To translate the observed variance (from cell to bulk) among hepatocytes into epivariation frequency, we then calculated the ratio between the number of altered CpG sites and the total number of CpGs overlapping between individual cells and the bulk (Additional file 1: Supplemental Experimental Procedures and Figure S3). Epivariation frequency in the hepatocytes appeared to be remarkably high, i.e., in the order of 3.3 % of all CpG sites analyzed. This is more than three orders of magnitude higher than the frequency of somatic DNA sequence mutations [11] and very similar to our previous promoter-based estimates [3].

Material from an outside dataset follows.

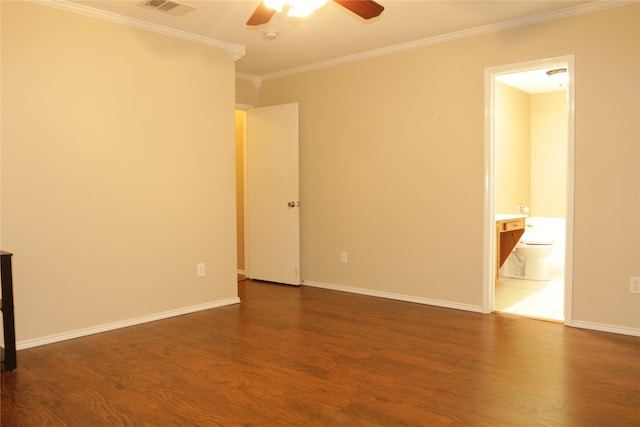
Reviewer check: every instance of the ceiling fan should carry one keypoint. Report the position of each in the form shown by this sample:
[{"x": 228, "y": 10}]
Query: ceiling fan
[{"x": 366, "y": 9}]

Next, we explored whether heterogeneity of 5mC in mouse liver was dependent on specific genomic features. First we grouped all the hepatocytes together as we did not find a significant difference between young and old (Fig. 3a). To reduce bias due to coverage and sample size, each bin in each cell was down-sampled to 5 CpG counts per bin, irrespective of their presence in multiple reads at the same site or at multiple sites. After downsampling, we retained ten cells with the highest coverage for each bin, making the comparison of variation in methylation content homogeneous in all bins across the genome (Additional file 1: Supplemental Experimental Procedures). Our results indicate that 5mC heterogeneity is highly dependent on the genomic context and mostly a feature of non-functional sites. More specifically, 5mC variance between cells was higher than the genome average in repeats and transposons, whereas it was lower in functional sequences, such as CpG islands (CGIs) and promoter regions, 5′ untranslated regions (UTRs), exons, H3k36me3, and H3k4me3 (Fig. 3c), which is in keeping with previous work suggesting that hypermethylated regions are more error prone than hypomethylated ones [1, 2]. The exception appeared to be in the regions associated with histone H3 methylation at Lys4 (H3K4me1), the transcription-associated histone modification. Of note, H3K4me1 has been previously found to be associated with 5mC loss during aging [12].
Next, we focused on promoter 5mC heterogeneity, which appeared to depend on whether they were CGI or non-CGI promoters. Non-CGI promoters were found to be more variable than the CGI ones (Fig. 3c). In this respect, we can speculate that because non-CGI promoter genes are destined to change during development and adult life [13], they might be subjected to higher levels of fluctuations than the CGI ones.